Signing Moreland also buys time for Sam Travis, who was rated as the team’s No. 4 prospect by Baseball America and made Keith Law’s top 100 prospect rankings last year. Travis looked like he might be Boston’s first baseman of the future after slashing .272/.332/.434 with six home runs and 29 RBI in 47 games at Triple-A in 2016, which may have influenced Dombrowski’s decision to sign Moreland as a stopgap last winter rather than commit multiple years to a pricier free agent. But while Travis displayed improved plate discipline at Pawtucket and held his own in 33 games against Major League pitching last year, his alarming lack of power at both levels clouds his outlook. His slugging percentage has declined every year since his 2014 debut and he has yet to reach double-digit home runs in a season at any level. He’s only 24 and has a solid build (6’0, 205 pounds), so the power may come, and if it does he won’t be blocked by a veteran making $20 million per year. With Moreland holding down the fort, Boston can afford to be patient with Travis.

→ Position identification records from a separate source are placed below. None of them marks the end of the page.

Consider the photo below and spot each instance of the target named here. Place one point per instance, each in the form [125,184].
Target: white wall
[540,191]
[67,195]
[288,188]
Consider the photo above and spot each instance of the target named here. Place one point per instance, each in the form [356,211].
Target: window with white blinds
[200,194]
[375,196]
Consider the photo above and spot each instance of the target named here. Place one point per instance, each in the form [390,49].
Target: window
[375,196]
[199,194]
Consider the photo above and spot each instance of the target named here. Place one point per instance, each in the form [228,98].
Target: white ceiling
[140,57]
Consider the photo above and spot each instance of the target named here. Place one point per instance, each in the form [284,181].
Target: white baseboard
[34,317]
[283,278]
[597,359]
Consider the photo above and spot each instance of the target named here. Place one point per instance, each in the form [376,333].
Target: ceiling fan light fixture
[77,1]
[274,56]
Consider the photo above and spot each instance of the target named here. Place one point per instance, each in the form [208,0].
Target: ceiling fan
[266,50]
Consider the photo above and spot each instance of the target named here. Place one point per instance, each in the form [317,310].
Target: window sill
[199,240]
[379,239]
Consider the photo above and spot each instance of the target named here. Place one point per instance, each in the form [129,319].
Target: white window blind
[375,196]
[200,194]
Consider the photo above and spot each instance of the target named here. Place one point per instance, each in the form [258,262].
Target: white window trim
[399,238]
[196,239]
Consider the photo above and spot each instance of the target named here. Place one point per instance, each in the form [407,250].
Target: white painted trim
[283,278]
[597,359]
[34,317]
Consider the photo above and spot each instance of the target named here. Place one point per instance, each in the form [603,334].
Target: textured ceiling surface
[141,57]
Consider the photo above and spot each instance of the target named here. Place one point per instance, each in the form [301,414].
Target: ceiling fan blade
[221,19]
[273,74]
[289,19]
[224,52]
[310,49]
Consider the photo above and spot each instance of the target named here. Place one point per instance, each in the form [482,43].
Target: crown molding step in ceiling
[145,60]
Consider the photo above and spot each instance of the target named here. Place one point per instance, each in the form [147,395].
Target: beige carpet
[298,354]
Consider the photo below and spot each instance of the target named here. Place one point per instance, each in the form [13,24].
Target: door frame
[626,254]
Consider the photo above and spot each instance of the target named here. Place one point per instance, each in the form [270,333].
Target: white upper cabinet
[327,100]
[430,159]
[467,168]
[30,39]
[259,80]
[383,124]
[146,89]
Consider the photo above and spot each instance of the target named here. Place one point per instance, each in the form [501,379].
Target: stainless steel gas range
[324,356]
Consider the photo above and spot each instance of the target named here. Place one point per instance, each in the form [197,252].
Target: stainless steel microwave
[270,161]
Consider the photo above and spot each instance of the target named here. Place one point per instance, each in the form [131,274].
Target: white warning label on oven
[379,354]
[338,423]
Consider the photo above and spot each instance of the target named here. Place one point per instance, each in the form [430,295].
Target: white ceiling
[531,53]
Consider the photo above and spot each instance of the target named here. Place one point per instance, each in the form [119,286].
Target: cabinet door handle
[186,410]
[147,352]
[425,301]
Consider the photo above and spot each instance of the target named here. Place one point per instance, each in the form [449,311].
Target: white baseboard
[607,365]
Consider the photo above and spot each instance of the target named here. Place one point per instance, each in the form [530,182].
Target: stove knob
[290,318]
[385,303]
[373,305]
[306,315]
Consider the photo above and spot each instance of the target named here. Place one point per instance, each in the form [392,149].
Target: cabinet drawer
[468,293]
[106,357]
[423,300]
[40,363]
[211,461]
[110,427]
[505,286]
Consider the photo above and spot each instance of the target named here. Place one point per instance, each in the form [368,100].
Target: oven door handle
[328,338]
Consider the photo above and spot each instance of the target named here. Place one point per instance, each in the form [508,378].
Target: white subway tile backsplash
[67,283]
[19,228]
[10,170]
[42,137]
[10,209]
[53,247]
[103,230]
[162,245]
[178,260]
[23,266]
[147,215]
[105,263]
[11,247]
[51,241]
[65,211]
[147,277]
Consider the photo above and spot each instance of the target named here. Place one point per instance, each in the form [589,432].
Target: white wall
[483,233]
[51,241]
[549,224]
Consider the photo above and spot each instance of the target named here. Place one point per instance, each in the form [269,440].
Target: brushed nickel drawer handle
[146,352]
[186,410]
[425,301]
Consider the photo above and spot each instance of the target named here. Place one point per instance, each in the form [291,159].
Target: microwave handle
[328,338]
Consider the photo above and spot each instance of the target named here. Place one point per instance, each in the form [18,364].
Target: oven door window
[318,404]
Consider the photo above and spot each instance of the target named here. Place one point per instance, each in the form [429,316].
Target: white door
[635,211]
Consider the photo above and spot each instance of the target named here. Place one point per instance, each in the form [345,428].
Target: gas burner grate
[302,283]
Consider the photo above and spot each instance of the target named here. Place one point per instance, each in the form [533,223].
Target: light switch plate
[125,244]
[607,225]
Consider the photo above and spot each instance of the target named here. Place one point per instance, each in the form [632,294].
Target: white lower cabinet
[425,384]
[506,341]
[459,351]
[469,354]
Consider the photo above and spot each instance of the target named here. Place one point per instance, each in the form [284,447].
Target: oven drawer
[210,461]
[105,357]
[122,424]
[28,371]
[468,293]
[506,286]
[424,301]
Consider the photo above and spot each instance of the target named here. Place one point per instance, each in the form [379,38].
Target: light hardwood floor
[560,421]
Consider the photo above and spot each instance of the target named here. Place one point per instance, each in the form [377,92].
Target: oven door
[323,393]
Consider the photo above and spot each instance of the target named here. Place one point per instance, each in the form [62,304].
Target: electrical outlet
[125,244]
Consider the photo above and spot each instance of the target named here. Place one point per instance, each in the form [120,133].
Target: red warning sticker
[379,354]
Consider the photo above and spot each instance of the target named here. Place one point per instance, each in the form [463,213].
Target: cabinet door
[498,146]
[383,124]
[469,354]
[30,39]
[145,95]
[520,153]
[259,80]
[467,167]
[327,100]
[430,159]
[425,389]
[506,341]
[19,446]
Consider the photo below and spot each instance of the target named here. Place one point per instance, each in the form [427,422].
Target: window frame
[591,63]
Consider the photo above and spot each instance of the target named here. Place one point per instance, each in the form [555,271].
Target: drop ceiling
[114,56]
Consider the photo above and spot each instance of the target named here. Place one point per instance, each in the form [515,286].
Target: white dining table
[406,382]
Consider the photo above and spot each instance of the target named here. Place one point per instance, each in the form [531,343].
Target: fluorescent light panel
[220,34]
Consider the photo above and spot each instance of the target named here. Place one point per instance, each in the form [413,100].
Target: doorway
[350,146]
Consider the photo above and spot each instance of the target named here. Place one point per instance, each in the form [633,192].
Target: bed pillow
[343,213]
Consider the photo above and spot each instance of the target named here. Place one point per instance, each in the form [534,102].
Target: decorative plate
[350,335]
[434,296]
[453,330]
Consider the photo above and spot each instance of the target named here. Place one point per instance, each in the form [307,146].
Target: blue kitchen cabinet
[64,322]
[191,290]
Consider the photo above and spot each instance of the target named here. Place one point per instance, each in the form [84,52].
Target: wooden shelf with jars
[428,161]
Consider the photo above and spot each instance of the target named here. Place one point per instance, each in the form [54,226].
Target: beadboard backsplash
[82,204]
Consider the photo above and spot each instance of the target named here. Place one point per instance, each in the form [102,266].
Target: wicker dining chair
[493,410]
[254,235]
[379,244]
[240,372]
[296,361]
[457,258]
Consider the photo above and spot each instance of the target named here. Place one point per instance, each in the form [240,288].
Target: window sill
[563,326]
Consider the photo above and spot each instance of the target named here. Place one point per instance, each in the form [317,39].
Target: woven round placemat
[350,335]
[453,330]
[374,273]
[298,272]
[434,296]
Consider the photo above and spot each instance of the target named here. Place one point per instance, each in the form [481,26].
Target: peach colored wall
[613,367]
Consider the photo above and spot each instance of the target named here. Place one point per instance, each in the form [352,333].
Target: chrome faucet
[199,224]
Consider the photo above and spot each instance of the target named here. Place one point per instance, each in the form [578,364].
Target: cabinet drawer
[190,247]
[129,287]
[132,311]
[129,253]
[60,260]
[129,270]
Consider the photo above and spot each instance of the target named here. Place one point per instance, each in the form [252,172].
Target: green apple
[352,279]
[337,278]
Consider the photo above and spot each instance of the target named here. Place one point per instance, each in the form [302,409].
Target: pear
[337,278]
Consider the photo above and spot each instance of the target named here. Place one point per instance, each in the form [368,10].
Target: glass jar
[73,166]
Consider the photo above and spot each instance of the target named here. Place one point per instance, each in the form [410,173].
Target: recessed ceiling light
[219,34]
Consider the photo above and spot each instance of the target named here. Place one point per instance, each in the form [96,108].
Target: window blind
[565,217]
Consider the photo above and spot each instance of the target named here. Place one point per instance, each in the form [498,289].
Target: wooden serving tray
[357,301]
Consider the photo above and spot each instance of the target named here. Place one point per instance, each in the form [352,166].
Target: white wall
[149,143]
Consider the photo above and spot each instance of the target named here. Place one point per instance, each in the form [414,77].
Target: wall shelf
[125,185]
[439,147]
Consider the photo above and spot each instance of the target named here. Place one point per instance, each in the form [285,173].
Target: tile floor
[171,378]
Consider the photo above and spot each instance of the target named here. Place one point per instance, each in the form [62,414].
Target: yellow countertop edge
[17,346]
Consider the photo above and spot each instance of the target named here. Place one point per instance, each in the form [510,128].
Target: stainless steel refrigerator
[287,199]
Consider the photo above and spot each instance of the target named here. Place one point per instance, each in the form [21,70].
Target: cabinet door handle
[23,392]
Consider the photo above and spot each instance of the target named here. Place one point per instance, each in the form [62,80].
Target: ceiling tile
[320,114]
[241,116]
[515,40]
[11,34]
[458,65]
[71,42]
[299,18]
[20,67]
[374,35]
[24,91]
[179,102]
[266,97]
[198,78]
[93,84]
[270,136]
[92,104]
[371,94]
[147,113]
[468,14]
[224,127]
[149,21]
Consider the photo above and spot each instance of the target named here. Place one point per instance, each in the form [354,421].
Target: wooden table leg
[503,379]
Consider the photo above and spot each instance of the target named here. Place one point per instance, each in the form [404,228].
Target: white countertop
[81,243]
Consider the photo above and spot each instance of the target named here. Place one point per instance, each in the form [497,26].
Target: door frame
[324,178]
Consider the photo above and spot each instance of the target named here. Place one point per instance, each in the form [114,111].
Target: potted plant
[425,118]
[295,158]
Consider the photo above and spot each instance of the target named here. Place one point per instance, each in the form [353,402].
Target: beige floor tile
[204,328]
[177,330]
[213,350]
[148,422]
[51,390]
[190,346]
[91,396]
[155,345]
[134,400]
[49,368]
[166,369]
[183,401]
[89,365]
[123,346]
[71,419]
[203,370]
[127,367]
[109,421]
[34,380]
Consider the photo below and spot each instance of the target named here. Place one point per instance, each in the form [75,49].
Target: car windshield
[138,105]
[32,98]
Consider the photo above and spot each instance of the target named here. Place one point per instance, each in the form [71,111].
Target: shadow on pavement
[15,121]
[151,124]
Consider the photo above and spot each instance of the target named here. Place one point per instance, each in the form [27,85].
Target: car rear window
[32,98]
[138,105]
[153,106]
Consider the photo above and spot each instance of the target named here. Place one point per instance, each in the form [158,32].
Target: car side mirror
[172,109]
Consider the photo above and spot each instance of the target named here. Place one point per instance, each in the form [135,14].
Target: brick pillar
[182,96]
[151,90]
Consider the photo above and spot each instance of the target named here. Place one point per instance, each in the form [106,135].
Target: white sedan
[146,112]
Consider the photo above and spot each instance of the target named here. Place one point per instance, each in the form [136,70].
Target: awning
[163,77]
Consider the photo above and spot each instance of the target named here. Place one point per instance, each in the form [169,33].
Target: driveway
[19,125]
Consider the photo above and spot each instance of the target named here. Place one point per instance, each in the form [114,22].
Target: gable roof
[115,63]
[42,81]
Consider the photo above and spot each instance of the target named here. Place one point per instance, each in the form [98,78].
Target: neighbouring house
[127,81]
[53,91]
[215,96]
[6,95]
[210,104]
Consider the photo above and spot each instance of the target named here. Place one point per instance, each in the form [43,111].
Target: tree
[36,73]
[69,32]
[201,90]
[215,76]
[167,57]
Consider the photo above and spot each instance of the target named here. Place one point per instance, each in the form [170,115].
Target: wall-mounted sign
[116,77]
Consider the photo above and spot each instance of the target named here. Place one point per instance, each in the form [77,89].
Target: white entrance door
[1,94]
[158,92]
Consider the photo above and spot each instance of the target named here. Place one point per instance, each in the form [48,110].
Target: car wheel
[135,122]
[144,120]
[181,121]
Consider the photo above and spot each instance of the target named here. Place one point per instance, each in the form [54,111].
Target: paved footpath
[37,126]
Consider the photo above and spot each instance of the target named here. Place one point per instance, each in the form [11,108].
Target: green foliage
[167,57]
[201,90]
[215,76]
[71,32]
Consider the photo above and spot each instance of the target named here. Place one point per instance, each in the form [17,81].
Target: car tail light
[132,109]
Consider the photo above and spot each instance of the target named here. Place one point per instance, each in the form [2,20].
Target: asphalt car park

When the Red Sox initially signed Moreland last winter, they probably weren’t expecting him to be their first baseman for the rest of the decade, but that’s the path they’ve chosen. Cost-effective, certainly, but also puzzling given Dombrowski’s willingness to overpay slugging first basemen in the past (i.e. Prince Fielder and Miguel Cabrera). With Boston’s payroll expected to exceed $200 million next year, Dombrowski has to cut costs somewhere, but with other teams getting three reasonably-priced years of Encarnacion, Trumbo, and Carlos Santana, it’s hard to see why the Red Sox settled for three years of Mitch Moreland.